CORGI: Change Of Resolution in GLM Inference - University of Wollongong

Introduction

Scientific studies often involve exploring a regression-type relationship between a response and a set of purported explanatory variables, which can then be used to inform decision-making. An example of such a relationship, which will be illustrated throughout this project, is modelling a biodiversity response (eco-process) to climate conditions (geo-data). Once this relationship is learned, it can be used to predict biodiversity as climate changes.

Change Of Resolution in GLM Inference (CORGI)

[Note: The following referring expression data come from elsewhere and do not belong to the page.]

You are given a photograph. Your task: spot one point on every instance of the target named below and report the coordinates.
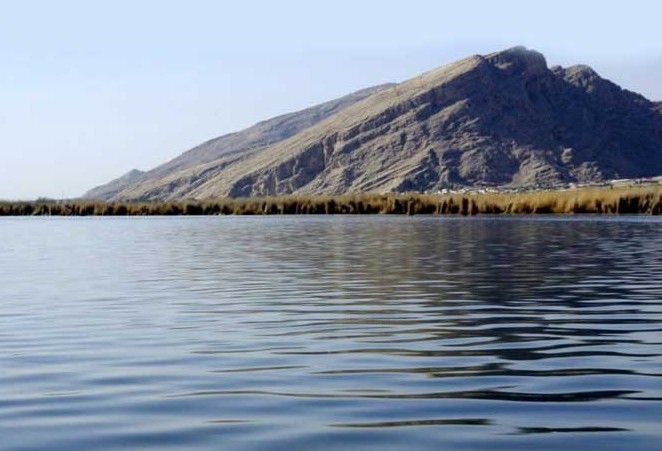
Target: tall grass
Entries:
(643, 200)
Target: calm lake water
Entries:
(293, 333)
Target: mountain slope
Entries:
(164, 178)
(503, 119)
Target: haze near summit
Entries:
(90, 91)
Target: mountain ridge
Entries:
(501, 119)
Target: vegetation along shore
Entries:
(631, 200)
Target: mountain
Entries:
(174, 176)
(502, 119)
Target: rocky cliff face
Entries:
(503, 119)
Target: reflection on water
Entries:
(331, 333)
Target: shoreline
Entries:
(608, 200)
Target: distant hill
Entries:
(503, 119)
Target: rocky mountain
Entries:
(503, 119)
(174, 176)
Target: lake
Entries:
(339, 333)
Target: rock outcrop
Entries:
(503, 119)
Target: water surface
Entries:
(286, 333)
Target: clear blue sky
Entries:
(92, 89)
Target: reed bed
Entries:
(643, 200)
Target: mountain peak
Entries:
(519, 60)
(501, 119)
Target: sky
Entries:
(90, 90)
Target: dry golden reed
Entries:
(642, 200)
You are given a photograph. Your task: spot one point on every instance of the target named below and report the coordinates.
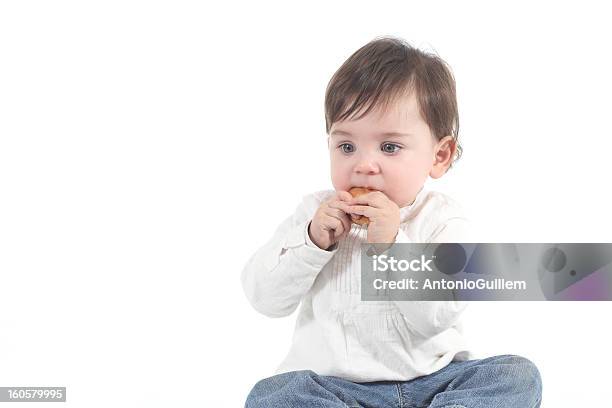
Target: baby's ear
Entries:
(444, 152)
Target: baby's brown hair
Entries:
(387, 68)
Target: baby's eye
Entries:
(344, 145)
(390, 147)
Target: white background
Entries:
(147, 149)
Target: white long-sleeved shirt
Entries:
(338, 334)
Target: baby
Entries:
(392, 120)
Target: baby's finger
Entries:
(332, 223)
(340, 215)
(344, 195)
(368, 211)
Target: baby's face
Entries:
(362, 155)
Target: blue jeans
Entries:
(500, 381)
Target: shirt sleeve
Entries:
(430, 318)
(282, 271)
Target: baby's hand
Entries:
(330, 223)
(383, 213)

This is a picture of a corgi dog, representing CORGI for Change of Resolution in GLM Inference

The GLM (Generalised Linear Model) is a powerful statistical model for this type of analysis, as it accommodates different types of data (e.g., count and binary outcomes). In a spatial context, valid inferences from a GLM follow when the spatial resolutions of response data and data on explanatory variables match. However, response data such as species diversity is usually at a finer spatial resolution than that of explanatory climate data. Figure 1 highlights an example: Soil temperature (explanatory variable) data are available at a much coarser resolution than moss presence-absence data (Gore et al., 2023) in the southern Bunger Hills. As an ice-free area, Bunger Hills is a small coastal region that is topographically complex with a large number of standing water ice bodies; see Figure 2 for a photo of Bunger Hills and its location in Antarctica. In fact, the vast majority of known terrestrial biodiversity in Antarctica is restricted to ice-free areas, which occupy a small fraction of the entire landmass. As such, modelling of Antarctic biodiversity in response to environmental change typically requires environmental data at a resolution finer than currently available.

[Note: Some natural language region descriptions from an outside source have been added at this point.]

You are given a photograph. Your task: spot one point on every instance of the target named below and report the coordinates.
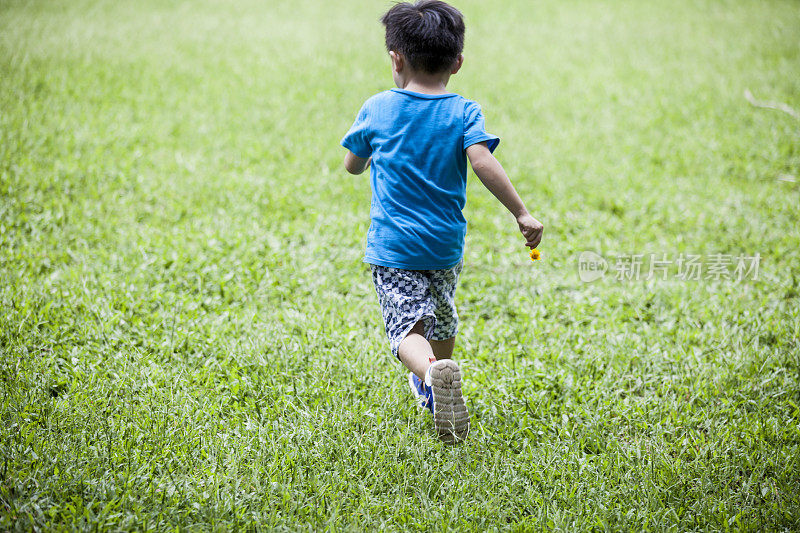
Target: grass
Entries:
(189, 339)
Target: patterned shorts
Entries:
(408, 296)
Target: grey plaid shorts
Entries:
(408, 296)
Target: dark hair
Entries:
(429, 33)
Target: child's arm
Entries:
(494, 178)
(354, 164)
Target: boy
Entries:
(417, 139)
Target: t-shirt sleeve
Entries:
(357, 139)
(475, 129)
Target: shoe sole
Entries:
(450, 417)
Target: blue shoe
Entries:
(421, 391)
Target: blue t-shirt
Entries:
(418, 174)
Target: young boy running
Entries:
(417, 139)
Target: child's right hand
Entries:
(531, 229)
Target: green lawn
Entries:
(188, 337)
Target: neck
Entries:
(422, 82)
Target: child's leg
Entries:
(416, 352)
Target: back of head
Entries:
(429, 33)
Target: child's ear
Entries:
(458, 63)
(397, 61)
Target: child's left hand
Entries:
(531, 229)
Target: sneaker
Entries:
(450, 417)
(422, 392)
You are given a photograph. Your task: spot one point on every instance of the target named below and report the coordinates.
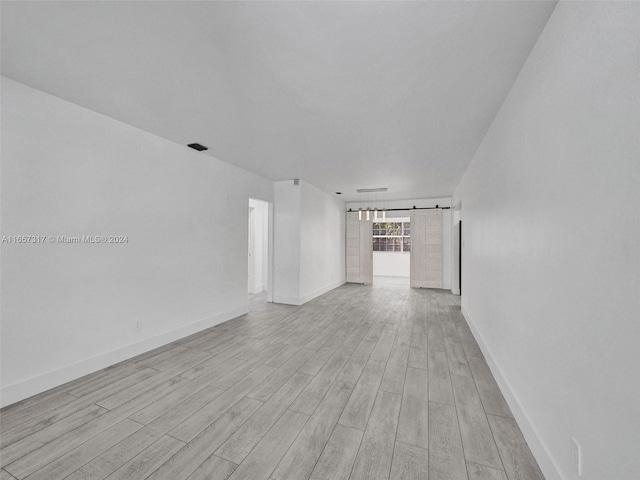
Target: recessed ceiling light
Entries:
(197, 146)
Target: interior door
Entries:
(426, 248)
(359, 249)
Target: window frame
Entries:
(403, 240)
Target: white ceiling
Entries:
(344, 95)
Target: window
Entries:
(391, 237)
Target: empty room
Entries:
(320, 240)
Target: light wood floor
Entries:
(364, 382)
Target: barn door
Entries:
(426, 248)
(359, 249)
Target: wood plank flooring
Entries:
(364, 382)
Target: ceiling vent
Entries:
(197, 146)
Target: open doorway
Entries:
(392, 251)
(259, 252)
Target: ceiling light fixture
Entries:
(197, 146)
(368, 210)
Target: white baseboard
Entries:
(531, 435)
(24, 389)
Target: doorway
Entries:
(259, 257)
(392, 251)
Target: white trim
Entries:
(534, 440)
(21, 390)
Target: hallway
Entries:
(361, 383)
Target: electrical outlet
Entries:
(576, 456)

The sampling sites of moss presence-absence data (left panel) were specified at a much finer resolution than that of the available soil-temperature data (right panel) from the ERA5 climate renalysis product.

Figure 1: The sampling sites of moss presence-absence data (left panel) were specified at a much finer resolution than that of the available soil-temperature data (right panel) from the ERA5 climate renalysis product.

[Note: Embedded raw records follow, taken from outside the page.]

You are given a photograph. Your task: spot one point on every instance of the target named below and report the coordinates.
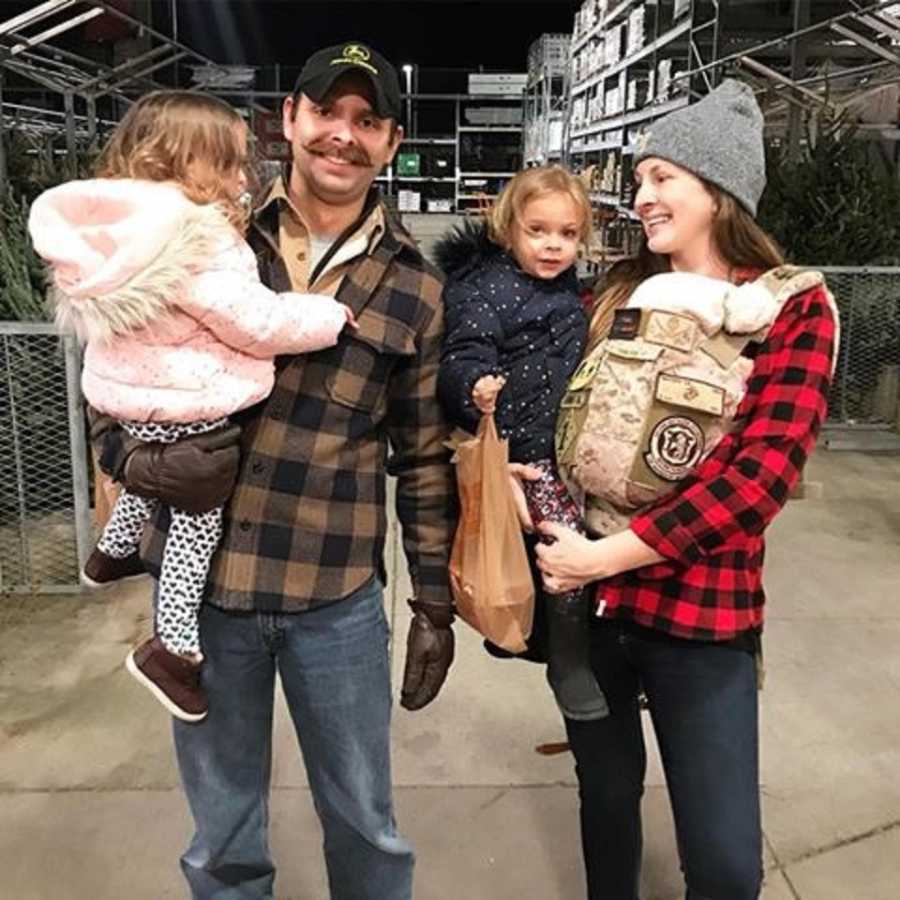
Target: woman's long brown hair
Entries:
(739, 241)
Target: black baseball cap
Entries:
(324, 67)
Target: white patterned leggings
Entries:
(190, 544)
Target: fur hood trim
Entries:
(121, 252)
(464, 247)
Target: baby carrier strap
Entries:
(780, 283)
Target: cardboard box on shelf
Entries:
(409, 201)
(409, 164)
(440, 206)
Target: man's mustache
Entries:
(355, 155)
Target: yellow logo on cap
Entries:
(355, 55)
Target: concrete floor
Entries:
(91, 810)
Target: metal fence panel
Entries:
(867, 379)
(45, 525)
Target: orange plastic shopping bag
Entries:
(489, 573)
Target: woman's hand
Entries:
(571, 561)
(484, 394)
(519, 472)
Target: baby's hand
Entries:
(484, 394)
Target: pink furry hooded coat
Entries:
(167, 296)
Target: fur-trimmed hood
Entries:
(465, 247)
(120, 250)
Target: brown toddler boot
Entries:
(174, 680)
(102, 569)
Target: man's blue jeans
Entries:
(333, 663)
(703, 704)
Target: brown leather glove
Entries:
(429, 653)
(196, 474)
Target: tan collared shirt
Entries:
(294, 242)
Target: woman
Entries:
(679, 598)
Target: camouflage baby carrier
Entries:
(654, 398)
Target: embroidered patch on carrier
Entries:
(675, 447)
(626, 325)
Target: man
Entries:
(296, 585)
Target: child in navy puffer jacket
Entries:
(515, 333)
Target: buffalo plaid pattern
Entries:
(711, 529)
(306, 524)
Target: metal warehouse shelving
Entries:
(634, 61)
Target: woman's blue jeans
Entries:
(333, 663)
(703, 704)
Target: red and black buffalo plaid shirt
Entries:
(711, 529)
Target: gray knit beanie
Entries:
(719, 138)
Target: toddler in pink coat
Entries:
(150, 268)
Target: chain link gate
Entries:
(867, 379)
(45, 519)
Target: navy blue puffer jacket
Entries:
(502, 321)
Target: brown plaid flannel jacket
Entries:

The Bunger Hills and Denman Glacier are about 440km away from Australia's Casey research station (source: Australian Antarctic Division) A photo of the Bunger Hills during the summer (source: Bruce Wilson).

Figure 2: Left panel: The Bunger Hills and Denman Glacier are about 440km away from Australia's Casey research station (source: Australian Antarctic Division). Right panel: A photo of the Bunger Hills during the summer (source: Bruce Wilson).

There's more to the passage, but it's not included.